I’m as full of changes as a forest at the end
of summer, in its last sweet storing of light
for darker days to come. Me, looking up at
bright clouds through a susurration of that
living canopy, absorbing reflected sunlight
as it moves from eye to third eye, resetting
my internal clocks. And looking back down
at me, frightening but not unkind, I see the
Green Man, in his glowing-skull form, like a
medieval memento mori, Buddhist Citipati,
his gaze steady though the wind blows. We
both know a bit about change and fruition;
both move with, and cross-grained to, time.

Thursday, September 01, 2016

Crows

John James Audubon, "American Crow,"
1861, Brooklyn Museum

So I’ve come to the place where I’ll die.
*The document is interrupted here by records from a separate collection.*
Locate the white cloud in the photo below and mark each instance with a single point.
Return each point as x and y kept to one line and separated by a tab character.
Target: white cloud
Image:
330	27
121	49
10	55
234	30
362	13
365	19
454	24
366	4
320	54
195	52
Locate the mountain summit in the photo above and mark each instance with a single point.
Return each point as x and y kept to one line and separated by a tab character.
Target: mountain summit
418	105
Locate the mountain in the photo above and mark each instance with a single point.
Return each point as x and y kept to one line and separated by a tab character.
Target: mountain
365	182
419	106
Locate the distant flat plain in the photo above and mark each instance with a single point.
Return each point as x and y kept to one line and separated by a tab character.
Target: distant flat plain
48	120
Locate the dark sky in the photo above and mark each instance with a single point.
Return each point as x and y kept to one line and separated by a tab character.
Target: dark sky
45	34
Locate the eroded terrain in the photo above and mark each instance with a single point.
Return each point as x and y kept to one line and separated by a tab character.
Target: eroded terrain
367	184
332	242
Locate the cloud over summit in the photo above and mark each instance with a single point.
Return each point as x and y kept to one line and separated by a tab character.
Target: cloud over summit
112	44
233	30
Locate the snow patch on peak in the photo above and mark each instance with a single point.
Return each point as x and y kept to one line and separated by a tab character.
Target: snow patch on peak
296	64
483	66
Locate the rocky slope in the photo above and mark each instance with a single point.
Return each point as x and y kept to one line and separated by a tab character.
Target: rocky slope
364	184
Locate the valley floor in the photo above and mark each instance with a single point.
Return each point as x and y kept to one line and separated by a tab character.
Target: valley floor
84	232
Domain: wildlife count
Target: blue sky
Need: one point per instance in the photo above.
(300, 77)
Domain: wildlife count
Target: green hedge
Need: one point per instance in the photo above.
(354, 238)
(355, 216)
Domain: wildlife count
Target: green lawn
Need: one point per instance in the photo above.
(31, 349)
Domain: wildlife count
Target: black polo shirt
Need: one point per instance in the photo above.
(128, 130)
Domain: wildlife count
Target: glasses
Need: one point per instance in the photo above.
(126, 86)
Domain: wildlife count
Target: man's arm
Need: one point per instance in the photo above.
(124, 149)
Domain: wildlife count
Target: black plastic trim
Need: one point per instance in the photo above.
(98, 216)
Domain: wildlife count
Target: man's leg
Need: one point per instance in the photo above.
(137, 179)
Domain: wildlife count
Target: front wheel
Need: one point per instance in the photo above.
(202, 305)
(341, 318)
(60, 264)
If
I’m lucky, this death’s as far off as the time
it will take to walk these mountains up and
down and then up again, feeling soft rains
revive me; long after I’m part of this land,
its hills, the way mycelium feathering the
underside of leaf-duff’s a part of this place,
the way the black basalt is, and those root-
hairs on all the trees whose names do still
escape me. I know this place: it’s where my
endings and beginnings live, where the story
of stories, Scheherazade’s tale, is carried off
by the black crows for whom I lay bread out
every morning, glad as we are to be so alive.